10.04.1965 tarihli Resmi Gazetede yayımlanarak 01.11.1965 tarihi itibarıyla yürürlüğe giren Türkiye Cumhuriyeti ile Almanya Federal Cumhuriyeti arasında imzalanan Sosyal Güvenlik Sözleşmesinin uzun vadeli sigorta kollarından olan “Malullük, Yaşlılık ve Ölüm Sigortaları(aylıkları)” başlıklı beşinci bölüme 02.11.1984 tarihinde imzalanıp 05.12.1985 tarihli 3241 sayılı Yasayla onaylanıp yürürlüğe giren Ek Sözleşme ile getirilen sözleşmenin 29’uncu maddesinin 4’üncü bent hükmüne göre, bir kimsenin Türk sigortasına girişinden önce, bir Alman Rant Sigortasına girmiş bulunması halinde, Alman Rant Sigortasına giriş tarihi, Türk Sigortasına giriş tarihi olarak kabul edileceği açıkça ifade edilmiştir.
Türkiye Cumhuriyeti ile Almanya Federal Cumhuriyeti arasında imzalanan Sosyal Güvenlik Sözleşmesinin, konuya ilişkin 29’uncu maddesinin 4’üncü bent hükmü, bir kimsenin Türk sigortasına girmeden önce, Alman rant sigortasına girmiş bulunması halinde, rant sigortasına giriş tarihinin, Türk sigortasına giriş tarihi olarak kabul edileceğini öngörmüştür.
Ancak, anılan sözleşme hükümlerinin uygulanabilmesi; davacının sigortalılık başlangıç tarihi olarak kabul edilen dönemde ranta tabi bir çalışmasının bulunması ve tahakkuk ettirilen yurtdışı borçlanma tutarının davacı tarafından ödenmesi gerekmektedir.
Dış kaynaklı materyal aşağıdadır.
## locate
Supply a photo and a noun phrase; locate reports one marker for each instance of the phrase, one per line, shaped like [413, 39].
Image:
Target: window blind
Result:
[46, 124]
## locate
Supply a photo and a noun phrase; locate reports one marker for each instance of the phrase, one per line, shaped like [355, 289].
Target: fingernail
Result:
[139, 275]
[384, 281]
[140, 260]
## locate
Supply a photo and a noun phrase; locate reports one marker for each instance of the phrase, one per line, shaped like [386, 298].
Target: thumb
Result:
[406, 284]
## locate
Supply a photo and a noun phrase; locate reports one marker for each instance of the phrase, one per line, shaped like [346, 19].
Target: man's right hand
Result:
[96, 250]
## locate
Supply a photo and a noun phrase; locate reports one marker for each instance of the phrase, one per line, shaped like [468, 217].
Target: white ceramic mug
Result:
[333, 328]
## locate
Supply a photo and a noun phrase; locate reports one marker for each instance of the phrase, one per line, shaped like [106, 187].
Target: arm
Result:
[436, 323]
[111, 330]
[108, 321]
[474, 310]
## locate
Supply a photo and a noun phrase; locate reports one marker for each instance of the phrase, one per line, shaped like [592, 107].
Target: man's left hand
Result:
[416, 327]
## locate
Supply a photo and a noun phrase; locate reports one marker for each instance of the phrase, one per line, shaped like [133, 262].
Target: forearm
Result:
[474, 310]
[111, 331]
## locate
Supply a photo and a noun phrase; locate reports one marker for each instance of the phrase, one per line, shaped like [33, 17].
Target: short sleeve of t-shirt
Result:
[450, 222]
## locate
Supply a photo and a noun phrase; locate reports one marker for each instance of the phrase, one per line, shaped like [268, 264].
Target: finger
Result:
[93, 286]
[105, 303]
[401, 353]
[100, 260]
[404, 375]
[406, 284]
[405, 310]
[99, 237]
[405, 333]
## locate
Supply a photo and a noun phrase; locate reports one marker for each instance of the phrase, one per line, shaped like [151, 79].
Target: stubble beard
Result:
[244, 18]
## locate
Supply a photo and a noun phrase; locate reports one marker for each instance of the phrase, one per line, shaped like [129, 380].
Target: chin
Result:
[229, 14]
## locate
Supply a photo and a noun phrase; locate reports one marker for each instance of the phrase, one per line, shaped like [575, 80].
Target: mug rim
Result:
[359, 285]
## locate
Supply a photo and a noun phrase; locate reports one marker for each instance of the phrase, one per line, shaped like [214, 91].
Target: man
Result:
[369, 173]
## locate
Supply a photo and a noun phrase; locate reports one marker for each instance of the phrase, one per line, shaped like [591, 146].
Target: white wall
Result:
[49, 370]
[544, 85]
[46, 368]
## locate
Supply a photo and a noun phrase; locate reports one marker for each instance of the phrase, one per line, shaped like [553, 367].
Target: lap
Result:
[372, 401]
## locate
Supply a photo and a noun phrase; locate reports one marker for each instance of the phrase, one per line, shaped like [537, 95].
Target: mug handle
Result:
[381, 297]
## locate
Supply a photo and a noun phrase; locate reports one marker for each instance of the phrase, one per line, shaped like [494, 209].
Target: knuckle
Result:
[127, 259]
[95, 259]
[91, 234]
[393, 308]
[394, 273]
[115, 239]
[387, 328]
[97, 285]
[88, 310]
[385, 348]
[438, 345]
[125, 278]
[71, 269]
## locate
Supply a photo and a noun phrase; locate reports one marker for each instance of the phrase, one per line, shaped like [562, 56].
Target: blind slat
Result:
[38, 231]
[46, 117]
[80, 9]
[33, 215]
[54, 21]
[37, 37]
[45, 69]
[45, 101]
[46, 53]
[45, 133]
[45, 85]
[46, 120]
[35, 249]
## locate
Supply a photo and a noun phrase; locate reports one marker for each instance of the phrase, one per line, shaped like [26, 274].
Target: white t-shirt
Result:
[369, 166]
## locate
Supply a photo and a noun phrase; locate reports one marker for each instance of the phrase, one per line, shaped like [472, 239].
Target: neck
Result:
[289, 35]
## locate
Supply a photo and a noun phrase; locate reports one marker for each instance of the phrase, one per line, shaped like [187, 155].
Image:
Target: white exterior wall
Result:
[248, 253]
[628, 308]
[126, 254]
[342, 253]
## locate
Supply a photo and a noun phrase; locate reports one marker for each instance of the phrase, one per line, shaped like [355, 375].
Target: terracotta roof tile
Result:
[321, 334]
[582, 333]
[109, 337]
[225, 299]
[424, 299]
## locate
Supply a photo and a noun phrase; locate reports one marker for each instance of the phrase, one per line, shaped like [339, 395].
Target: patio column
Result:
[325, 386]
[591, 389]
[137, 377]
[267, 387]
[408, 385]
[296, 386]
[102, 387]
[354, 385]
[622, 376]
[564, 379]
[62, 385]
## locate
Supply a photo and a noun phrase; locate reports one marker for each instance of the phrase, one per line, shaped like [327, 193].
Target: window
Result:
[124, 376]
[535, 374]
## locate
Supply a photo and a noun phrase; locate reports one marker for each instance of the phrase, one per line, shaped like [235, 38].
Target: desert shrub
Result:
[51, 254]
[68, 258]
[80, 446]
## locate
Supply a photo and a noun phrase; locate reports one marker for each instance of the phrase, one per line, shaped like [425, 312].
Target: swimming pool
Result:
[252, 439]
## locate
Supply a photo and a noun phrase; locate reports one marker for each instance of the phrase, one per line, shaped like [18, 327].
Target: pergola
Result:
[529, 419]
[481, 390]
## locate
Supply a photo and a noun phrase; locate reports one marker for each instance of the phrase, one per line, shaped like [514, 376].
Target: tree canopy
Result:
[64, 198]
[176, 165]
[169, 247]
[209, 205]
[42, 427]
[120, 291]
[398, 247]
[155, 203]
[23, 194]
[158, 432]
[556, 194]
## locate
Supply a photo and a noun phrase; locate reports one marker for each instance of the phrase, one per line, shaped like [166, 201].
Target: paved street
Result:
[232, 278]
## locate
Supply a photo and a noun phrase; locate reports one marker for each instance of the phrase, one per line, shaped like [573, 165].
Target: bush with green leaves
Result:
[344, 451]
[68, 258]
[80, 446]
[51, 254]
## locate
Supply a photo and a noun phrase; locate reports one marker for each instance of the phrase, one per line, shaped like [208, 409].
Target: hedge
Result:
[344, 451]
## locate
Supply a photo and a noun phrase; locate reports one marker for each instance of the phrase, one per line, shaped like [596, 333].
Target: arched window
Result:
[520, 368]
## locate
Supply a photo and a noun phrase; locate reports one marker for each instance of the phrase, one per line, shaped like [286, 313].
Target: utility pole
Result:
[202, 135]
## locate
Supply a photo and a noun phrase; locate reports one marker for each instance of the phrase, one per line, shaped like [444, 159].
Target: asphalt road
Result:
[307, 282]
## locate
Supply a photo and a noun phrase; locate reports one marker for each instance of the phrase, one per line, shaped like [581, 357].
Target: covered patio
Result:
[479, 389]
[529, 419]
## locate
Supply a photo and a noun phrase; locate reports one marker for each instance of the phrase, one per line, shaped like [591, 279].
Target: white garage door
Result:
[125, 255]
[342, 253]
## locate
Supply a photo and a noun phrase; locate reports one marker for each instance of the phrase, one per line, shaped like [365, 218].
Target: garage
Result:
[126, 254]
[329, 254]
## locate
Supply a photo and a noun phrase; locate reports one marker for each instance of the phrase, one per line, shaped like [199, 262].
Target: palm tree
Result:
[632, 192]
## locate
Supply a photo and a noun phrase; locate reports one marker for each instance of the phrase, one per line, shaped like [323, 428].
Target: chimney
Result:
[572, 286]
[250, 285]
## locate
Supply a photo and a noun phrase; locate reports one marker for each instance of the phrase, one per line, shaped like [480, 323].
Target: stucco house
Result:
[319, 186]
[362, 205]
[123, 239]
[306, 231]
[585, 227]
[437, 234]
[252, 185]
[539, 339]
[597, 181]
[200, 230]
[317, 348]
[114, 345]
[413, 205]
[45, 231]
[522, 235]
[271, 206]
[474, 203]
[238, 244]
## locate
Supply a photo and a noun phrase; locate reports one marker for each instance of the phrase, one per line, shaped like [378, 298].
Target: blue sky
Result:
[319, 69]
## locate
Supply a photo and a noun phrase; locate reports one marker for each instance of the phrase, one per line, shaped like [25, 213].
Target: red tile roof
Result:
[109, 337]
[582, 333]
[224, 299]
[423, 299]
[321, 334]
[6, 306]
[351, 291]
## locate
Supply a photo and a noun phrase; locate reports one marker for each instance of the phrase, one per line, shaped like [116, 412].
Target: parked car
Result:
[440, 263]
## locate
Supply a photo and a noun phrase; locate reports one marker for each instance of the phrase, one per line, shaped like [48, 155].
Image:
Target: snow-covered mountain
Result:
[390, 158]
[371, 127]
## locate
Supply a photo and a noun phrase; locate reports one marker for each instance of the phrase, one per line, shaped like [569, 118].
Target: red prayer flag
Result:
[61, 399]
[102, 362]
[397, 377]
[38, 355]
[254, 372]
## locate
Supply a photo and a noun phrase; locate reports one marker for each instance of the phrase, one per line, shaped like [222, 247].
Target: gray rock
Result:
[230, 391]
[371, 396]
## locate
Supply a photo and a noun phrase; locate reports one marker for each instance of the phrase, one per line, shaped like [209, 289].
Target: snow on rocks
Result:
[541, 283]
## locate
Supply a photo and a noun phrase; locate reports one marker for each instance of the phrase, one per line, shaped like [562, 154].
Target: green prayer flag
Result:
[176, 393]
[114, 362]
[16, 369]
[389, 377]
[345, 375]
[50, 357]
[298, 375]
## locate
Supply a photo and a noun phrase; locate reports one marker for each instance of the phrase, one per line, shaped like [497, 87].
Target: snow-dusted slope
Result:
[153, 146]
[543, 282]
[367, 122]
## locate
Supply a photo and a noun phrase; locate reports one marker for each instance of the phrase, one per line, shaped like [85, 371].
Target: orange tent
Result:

Davacının, 19.02.2013 tarihli Alman Hizmet Cetvelindeki çalışmaların bildirildiği kısım ile açıklamaların olduğu kısımdaki temel bilgiler kısmındaki çelişki giderilerek, davacının, 24.10.1977 tarihinde ranta tabi bir çalışmasının olup olmadığı tespit edilmeli, Kurum tarafından tahakkuk ettirilen yurtdışı borçlanma tutarının davacının ödeyip ödemediği sorulup, davacının yurtdışı borçlanma talebine ilişkin ilgili bilgi ve belgelerin celp edilerek davacının yurtdışı hizmet borçlanmasına ilişkin ödeme yapıp yapmadığı tespit edilmeli, ödeme yapılmadığının tespit edilmesi halinde yurt dışı borçlanma tutarının ödenmesi için davacı tarafa yöntemine uygun şekilde verilecek mehille, Alman Rant sigortasına giriş olan 18 yaşın ikmal edildiği 24.10.1977 tarihini içerecek şekilde ve borçlanma talep tarihindeki şartlar çerçevesinde yurt dışı borçlanması, 5510 sayılı Yasanın 4/1-b madde kapsamında öngörülen sigortalılık niteliğinde olmak üzere, usulünce sağlanmalı ve borçlanmanın varlığı halinde, sigorta başlangıcına hükmedilmelidir.
Mahkemece, bu maddi ve hukuki olgular gözönünde tutulmaksızın, eksik inceleme ve araştırmayla yazılı şekilde hüküm kurulması, usul ve yasaya aykırı olup, bozma nedenidir.
O hâlde, davalı Kurum vekilinin bu yönleri amaçlayan temyiz itirazları kabul edilmeli ve hüküm bozulmalıdır.
SONUÇ: Yukarıda açıklanan nedenlerle temyiz edilen hükmün BOZULMASINA, 19.11.2013 gününde oybirliğiyle karar verildi.